Paper route dropped in favour of eReferrals

There was welcome news in the primary care sector this week with a new trial being launched in Victoria to use secure messaging technology to inform GPs if patients at medium risk of hospitalisation for COVID-19 have tested positive. The trial is using existing secure messaging technology and vendor directories for patients receiving in-home monitoring from programs like hospital in the home or HARP, and also taps into the Victorian COVID Positive pathways program.

Hopefully, the trial will go some way to solving problems for GPs in actually knowing which of their patients are positive and may need extra support. It doesn’t really solve a problem that former AMA president Mukesh Haikerwal has raised about immediately alerting GPs to ensure at-risk patients receive treatment straight away, but it’s a start at least.

There was also news on the electronic referrals front, with eHealth NSW leading a statewide trial of HealthLink’s Smart Forms technology and referral management solution to improve the efficiency of referrals into public hospitals and give more information back to GPs about the outcome. Queensland is half-way through a similar exercise with smart referrals, using technology from New Zealand’s BPAC Informatics' SeNT solution and a referral service directory (RSD) based on NextGate's provider registry, delivered by Alcidion.

Victoria also has a number of these projects on the go, and both South Australia and Tasmania are also rolling out statewide solutions, both using HealthLink, and in the case of Tasmania, a referral management solution built by local firm Healthcare Software.

This sort of solution has been used in New Zealand for quite a number of years now. The South Island has used a solution for eReferrals built by Orion Health called the Electronic Request Management System (ERMS) for over a decade. The Auckland region went entirely electronic five years ago, and six other DHBs are also on the market for a combined eReferral and scheduling solution.

Also in the news this week was more on remote monitoring. Telstra Health is rolling out its virtual care technology to a couple of at-home care programs in Adelaide for older people, and Propell Health has won a contract with Perth’s East Metropolitan Health Service (EMHS) to provide wearable technology for patients awaiting clinical assessment in emergency departments.

All of these are good examples of existing technology finally being harnessed for patient care. It has taken a while, but we’re getting there.

Pulse+IT is looking forward to finally getting together with the industry after two years of virtual conferencing when we head off to Melbourne in a fortnight for the Australasian Institute of Digital Health’s Digital Health Institute Summit in late February. We’ll be out in force so if you’re heading there, look us up. No matter how good video conferencing is, we’re finding ourselves starved of in-person human interaction.
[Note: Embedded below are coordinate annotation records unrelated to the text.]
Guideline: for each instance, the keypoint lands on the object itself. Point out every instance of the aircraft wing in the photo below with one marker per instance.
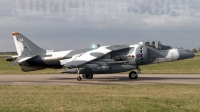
(84, 58)
(22, 59)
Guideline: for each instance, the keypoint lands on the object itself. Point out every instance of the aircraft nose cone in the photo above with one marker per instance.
(185, 54)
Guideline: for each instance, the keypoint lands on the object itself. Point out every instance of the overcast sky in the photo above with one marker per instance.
(74, 24)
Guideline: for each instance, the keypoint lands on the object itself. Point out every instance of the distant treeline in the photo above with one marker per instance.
(8, 53)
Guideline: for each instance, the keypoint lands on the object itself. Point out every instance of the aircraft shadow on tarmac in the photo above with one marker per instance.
(116, 79)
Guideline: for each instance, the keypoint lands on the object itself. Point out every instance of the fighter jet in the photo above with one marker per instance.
(95, 60)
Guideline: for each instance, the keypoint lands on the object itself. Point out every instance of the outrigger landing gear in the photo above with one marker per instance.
(133, 74)
(79, 77)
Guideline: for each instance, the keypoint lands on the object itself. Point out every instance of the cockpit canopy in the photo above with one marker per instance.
(158, 45)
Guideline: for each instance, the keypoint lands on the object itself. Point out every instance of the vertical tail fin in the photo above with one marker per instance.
(24, 46)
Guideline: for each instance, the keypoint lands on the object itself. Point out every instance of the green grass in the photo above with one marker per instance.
(189, 66)
(140, 98)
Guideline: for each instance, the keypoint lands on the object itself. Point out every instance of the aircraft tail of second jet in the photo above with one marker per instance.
(24, 46)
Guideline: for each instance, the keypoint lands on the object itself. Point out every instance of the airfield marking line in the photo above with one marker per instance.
(102, 79)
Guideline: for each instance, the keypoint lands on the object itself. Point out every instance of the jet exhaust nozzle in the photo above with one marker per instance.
(185, 54)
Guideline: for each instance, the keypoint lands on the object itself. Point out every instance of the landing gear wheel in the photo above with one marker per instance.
(133, 75)
(79, 78)
(87, 76)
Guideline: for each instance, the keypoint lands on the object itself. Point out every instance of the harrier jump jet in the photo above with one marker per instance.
(98, 60)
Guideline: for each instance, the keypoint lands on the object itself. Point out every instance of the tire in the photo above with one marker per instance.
(79, 78)
(88, 76)
(133, 75)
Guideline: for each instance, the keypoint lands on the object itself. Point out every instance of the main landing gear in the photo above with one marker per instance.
(85, 76)
(133, 74)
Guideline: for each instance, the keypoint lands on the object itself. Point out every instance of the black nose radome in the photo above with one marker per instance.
(185, 54)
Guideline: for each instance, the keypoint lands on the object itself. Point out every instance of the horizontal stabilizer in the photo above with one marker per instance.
(22, 59)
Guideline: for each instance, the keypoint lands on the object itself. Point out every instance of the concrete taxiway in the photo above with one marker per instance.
(103, 79)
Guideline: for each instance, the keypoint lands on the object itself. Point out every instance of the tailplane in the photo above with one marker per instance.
(24, 46)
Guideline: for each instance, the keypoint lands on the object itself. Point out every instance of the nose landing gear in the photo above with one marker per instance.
(133, 74)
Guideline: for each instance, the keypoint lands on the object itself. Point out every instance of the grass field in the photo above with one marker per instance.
(189, 66)
(140, 98)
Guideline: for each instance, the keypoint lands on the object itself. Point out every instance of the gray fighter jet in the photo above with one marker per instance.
(96, 60)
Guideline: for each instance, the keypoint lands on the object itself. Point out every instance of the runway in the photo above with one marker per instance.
(103, 79)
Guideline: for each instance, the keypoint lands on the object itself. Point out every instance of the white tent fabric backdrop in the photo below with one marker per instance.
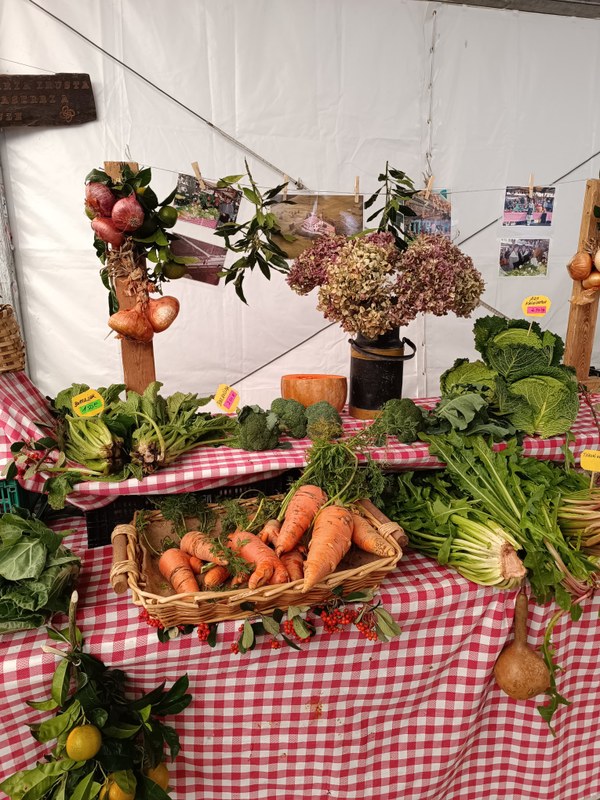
(324, 90)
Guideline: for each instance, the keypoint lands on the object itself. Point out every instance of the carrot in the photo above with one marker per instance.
(215, 577)
(196, 565)
(365, 536)
(331, 538)
(175, 567)
(294, 563)
(270, 532)
(299, 515)
(195, 543)
(267, 565)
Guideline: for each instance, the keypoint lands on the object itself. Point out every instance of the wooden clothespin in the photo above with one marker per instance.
(198, 175)
(429, 187)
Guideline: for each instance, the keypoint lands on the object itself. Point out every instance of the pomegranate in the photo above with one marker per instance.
(99, 198)
(105, 230)
(127, 214)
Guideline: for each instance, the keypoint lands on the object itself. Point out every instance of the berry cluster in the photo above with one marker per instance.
(154, 623)
(367, 627)
(336, 618)
(203, 631)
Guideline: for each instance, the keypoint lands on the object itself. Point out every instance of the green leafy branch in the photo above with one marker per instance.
(131, 735)
(253, 239)
(395, 189)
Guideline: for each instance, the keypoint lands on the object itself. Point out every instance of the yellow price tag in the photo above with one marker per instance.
(227, 398)
(590, 460)
(88, 403)
(536, 305)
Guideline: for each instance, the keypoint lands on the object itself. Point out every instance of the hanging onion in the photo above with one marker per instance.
(580, 266)
(592, 281)
(161, 312)
(132, 323)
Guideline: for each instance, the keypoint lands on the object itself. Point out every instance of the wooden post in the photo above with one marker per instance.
(582, 318)
(137, 357)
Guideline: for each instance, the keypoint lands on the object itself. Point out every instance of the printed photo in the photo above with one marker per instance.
(210, 258)
(524, 258)
(309, 216)
(521, 208)
(207, 206)
(432, 214)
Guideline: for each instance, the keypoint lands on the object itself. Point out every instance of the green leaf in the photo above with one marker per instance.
(247, 639)
(270, 625)
(290, 643)
(301, 628)
(86, 789)
(60, 682)
(387, 624)
(121, 731)
(43, 705)
(126, 780)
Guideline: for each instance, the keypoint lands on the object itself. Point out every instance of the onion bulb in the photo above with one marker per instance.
(580, 266)
(99, 198)
(127, 214)
(592, 281)
(161, 312)
(105, 230)
(132, 323)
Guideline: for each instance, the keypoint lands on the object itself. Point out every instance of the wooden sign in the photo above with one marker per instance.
(65, 98)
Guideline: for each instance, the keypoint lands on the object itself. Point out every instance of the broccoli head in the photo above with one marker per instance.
(400, 417)
(292, 419)
(323, 421)
(257, 429)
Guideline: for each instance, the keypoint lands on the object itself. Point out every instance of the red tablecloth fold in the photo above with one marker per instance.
(419, 718)
(211, 467)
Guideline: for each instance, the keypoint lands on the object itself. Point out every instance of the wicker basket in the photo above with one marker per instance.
(12, 348)
(139, 572)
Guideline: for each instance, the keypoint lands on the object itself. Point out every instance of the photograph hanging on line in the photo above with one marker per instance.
(432, 214)
(207, 206)
(310, 216)
(210, 258)
(524, 208)
(524, 258)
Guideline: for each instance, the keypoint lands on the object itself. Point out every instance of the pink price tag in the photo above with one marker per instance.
(229, 400)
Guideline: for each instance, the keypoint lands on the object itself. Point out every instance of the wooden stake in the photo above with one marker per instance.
(429, 187)
(198, 175)
(582, 318)
(137, 357)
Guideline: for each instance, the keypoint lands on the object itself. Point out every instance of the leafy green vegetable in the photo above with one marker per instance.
(401, 418)
(36, 572)
(292, 417)
(323, 421)
(256, 429)
(464, 376)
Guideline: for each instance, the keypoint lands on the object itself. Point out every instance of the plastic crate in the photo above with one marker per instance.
(12, 494)
(102, 521)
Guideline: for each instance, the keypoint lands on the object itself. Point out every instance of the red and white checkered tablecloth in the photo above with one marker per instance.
(419, 718)
(210, 467)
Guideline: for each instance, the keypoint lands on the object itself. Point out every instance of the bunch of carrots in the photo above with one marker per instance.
(277, 553)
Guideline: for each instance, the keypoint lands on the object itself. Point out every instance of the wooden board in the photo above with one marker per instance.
(137, 357)
(582, 318)
(65, 98)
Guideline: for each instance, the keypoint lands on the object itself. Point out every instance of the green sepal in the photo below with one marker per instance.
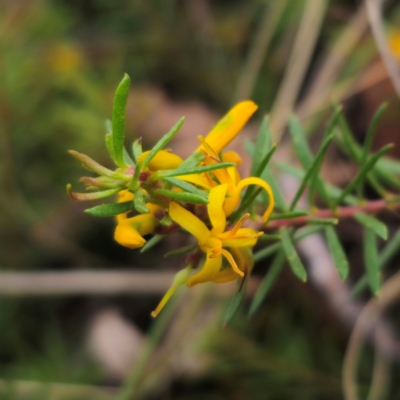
(292, 256)
(371, 261)
(167, 173)
(372, 223)
(94, 166)
(338, 254)
(267, 282)
(163, 142)
(186, 186)
(118, 119)
(102, 194)
(181, 196)
(139, 202)
(110, 210)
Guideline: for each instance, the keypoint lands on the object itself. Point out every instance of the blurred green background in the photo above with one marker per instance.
(60, 62)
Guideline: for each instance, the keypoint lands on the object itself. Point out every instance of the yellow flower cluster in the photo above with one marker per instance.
(207, 223)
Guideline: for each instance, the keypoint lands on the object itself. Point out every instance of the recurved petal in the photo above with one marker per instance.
(210, 269)
(215, 209)
(230, 125)
(244, 237)
(130, 231)
(180, 278)
(189, 222)
(162, 160)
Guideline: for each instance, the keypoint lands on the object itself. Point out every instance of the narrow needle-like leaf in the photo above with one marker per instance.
(163, 142)
(292, 256)
(371, 261)
(118, 119)
(338, 254)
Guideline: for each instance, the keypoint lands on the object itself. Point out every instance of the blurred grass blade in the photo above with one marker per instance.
(186, 186)
(139, 202)
(152, 242)
(312, 170)
(300, 143)
(236, 300)
(338, 254)
(110, 210)
(362, 173)
(163, 142)
(388, 252)
(182, 196)
(371, 261)
(118, 119)
(372, 223)
(191, 171)
(267, 282)
(292, 256)
(370, 133)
That brings us to our poll question for the week.

Will GPs embrace eReferral technology?

Vote here or leave your comments below.

Last week we asked: Will remote monitoring technology finally become embedded in routine healthcare? Most said yes: 85 per cent to 15 per cent. We also asked for your views on what will be the main driver of this: money, or efficiency. Here’s what you said.


+1 # Kate McDonald 2022-02-11 15:16
Will GPs embrace eReferral technology? The vast majority said yes – 90 per cent to 10 per cent.

We also asked why you thought GPs wouldn’t embrace the technology.

- They are very slow to adapt to anything and the cost of SMS to their practice.

- Perhaps over time but GP work practices are slow to change and eReferal is not appropriate in every case.

- If the forms load faster than Healthlink’s smartforms currently do AND all hospitals use the same systems.

- Yes they will, and most should, because this technology is free for GPs to utilise. More often than not if they don't embrace eReferral it's because they are not aware or simply forget to use it. Practice Managers, and Principal GPs, have a big part to play in engaging their practices on this journey for Clinical eReferrals and Diagnostic eOrdering.